The Coalition to Grow Carbon Markets, a government led initiative to strengthen demand for carbon credits has issued a set of  Shared Principles on the use of high-integrity carbon credits credits. The governments of France, Kenya, Singapore, the UK, and Panama collectively announced the principles with an aim to unlock capital for development, support economic activity, and enable progress towards global climate goals.

Read our CEO's response below and on LinkedIn here.

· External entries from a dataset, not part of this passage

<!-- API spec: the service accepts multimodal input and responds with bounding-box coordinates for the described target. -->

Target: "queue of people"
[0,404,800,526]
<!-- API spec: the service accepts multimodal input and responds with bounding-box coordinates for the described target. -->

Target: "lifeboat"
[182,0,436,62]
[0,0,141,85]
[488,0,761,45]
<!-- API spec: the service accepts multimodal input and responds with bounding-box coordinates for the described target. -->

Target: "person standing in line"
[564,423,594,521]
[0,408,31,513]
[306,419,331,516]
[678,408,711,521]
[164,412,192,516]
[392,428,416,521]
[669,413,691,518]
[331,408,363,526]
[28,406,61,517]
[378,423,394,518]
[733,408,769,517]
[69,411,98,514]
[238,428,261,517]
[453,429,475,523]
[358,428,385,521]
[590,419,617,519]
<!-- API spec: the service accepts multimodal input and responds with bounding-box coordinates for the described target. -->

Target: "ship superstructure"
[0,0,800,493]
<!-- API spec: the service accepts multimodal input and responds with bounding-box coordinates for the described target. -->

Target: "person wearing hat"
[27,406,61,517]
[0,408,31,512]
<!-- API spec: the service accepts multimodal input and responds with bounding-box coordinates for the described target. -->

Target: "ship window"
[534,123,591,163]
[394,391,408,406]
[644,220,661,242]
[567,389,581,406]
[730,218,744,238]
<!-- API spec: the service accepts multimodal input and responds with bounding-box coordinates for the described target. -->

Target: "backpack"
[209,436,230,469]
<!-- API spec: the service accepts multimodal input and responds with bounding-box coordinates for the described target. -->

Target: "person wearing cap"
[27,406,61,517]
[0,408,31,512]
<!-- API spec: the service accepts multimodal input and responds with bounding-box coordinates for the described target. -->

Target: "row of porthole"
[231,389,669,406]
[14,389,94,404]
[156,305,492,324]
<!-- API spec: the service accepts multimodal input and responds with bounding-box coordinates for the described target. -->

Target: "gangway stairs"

The Shared Principles establish six pillars for corporate use of carbon credits:

  • Use carbon credits in addition to decarbonization - companies should prioritise direct and indirect emissions reductions first, using carbon credits to address remaining or hard-to-abate emissions without deferring internal decarbonization.
  • Ensure high environmental integrity - prioritize carbon credits that are aligned with the ambition and principles of the Paris Agreement Crediting Mechanism and/or similarly high integrity frameworks such as the ICVCM’s Core Carbon Principles or ICAO’s CORSIA criteria. Credits must represent high quality emissions reductions and removals from technology and nature-based activities which address risk of non-permanence, and disclose whether corresponding adjustments are applied.
  • Uphold fair pricing, safeguards, and co-benefits  - pricing must reflect fair value for emissions reductions and removals being delivered, and ensure transparent and equitable benefit sharing. Carbon credits should be from activities that apply strong social, economic and environmental safeguards and companies should prioritize those that demonstrate meaningful co-benefits for people and nature
  • Disclose credit use transparently - companies should publicly and transparently disclose how carbon credits are used within their climate strategies. At a minimum:
    • Number of credits retired;
    • The carbon credit certification standard, project ID, retirement date, serial number range, and issuing registry for each batch of retired credits;
    • Host country, project type, methodology, credit vintage
    • Whether or not the credit has received a relevant authorisation as an Internationally Transferred Mitigation Outcome (ITMO) under the Paris Agreement.
  • Make accurate and substantiated claims - climate claims should be clear, truthful and substantiated to avoid greenwashing and misleading stakeholders, following relevant standards, such as the VCMI’s Claims Code of Practice. All claims must be legally compliant, and third-party verified where possible.
  • Support growth of high-integrity markets - companies should collaborate to improve market transparency, innovation, and risk management tools to ensure credibility and scalability.